OASIS Participants Earn 2nd Place in Argentina’s International Moot Court Competition

Eduardo Martínez Martínez, Diego Manrique Azzolini, and Brenda Montes de Oca Acatitla prepare for the final case argued in the National University Criminal Litigation Competition in Argentina.

Eduardo Martínez Martínez, Diego Manrique Azzolini, and Brenda Montes de Oca Acatitla prepare for the final case argued in the National University Criminal Litigation Competition in Argentina.

12/10/15 (written by msmith) – A team of OASIS workshop and study trip participants, Eduardo Martínez Martínez, Diego Manrique Azzolini, Brenda Montes de Oca Acatitla, and Axel Valverde Andalón, from the National Autonomous University of Mexico Law School (Universidad Nacional Autónoma de México, UNAM),  participated in an international moot court competition in November.  The team of four UNAM students were coached by two OASIS instructors. The three other UNAM students on the team were Jazmin Martínez García, Brandon Miguel Reyes Salinas, and Ximena Decelis Chavez.

After winning the regional competition in Mexico, the UNAM team traveled to Argentina to compete in the National University Criminal Litigation Competition (Concurso Nacional Universitario de Litigación Penal).  In the elimination round, the UNAM team argued three cases, with three UNAM students per case. The first case against the Catholic University of Chile (Universidad Catolica de Chile) was argued by Eduardo Martínez Martínez, Diego Manrique Azzolini, and Brenda Montes de Oca Acatitla. The second case against the University of Pampa, Argentina (Universidad de la Pampa, Argentina) was argued by Axel Valverde Andalón, Jazmin Martínez García, and Eduardo Martínez Martínez. The third case against the University of Columbia (Universidad de Colombia) was argued by Brandon Miguel Reyes Salinas, Diego Manrique Azzolini, and Brenda Montes de Oca Acatitla. In the final, Eduardo Martínez Martínez, Diego Manrique Azzolini, and Brenda Montes de Oca Acatitla argued against the University of Guanajuato (Universidad de Guanajuato). The international competition was organized by the Institute of Comparative Studies in Criminal and Social Sciences (Instituto de Estudios Comparados en Ciencias Penales y Sociales, INECIP), the Ministry of Justice and Human Rights and the National University of la Plata (La Universidad Nacional de la Plata).

The UNAM team holds their 2nd place trophy in the international moot court competition.

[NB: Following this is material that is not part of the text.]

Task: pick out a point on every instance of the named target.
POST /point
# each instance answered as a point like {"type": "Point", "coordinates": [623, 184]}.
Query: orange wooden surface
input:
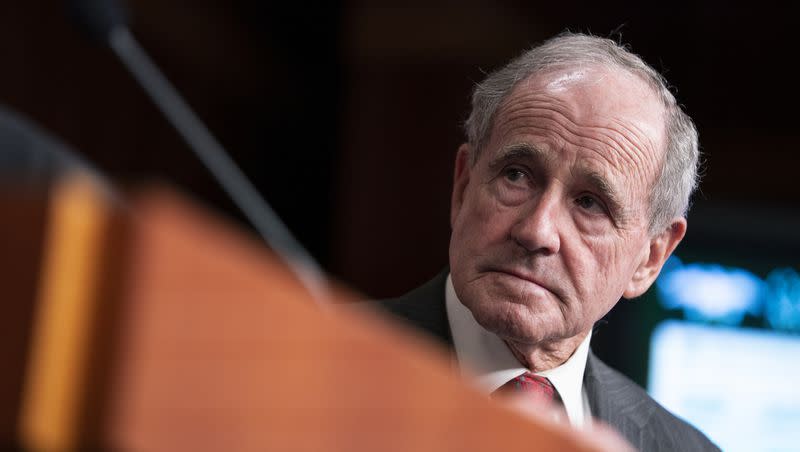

The UNAM team holds their 2nd place trophy in the international moot court competition.

The UNAM team came in second place. As Brenda Montes de Oca Acatitla recalls her time in Argentina, she notes  how much her time in OASIS helped her prepare for the competition. “I reviewed my notes that I had taken throughout my time in OASIS to prepare my opening statements and cross-examination questions with the structures that were given to us during the course…Argentina applauded us a lot, the evaluators  constantly told us we knew well how to manage the witnesses, how to transmit what we wanted to communicate and that there was always consistency from the opening statement to the closing statement.”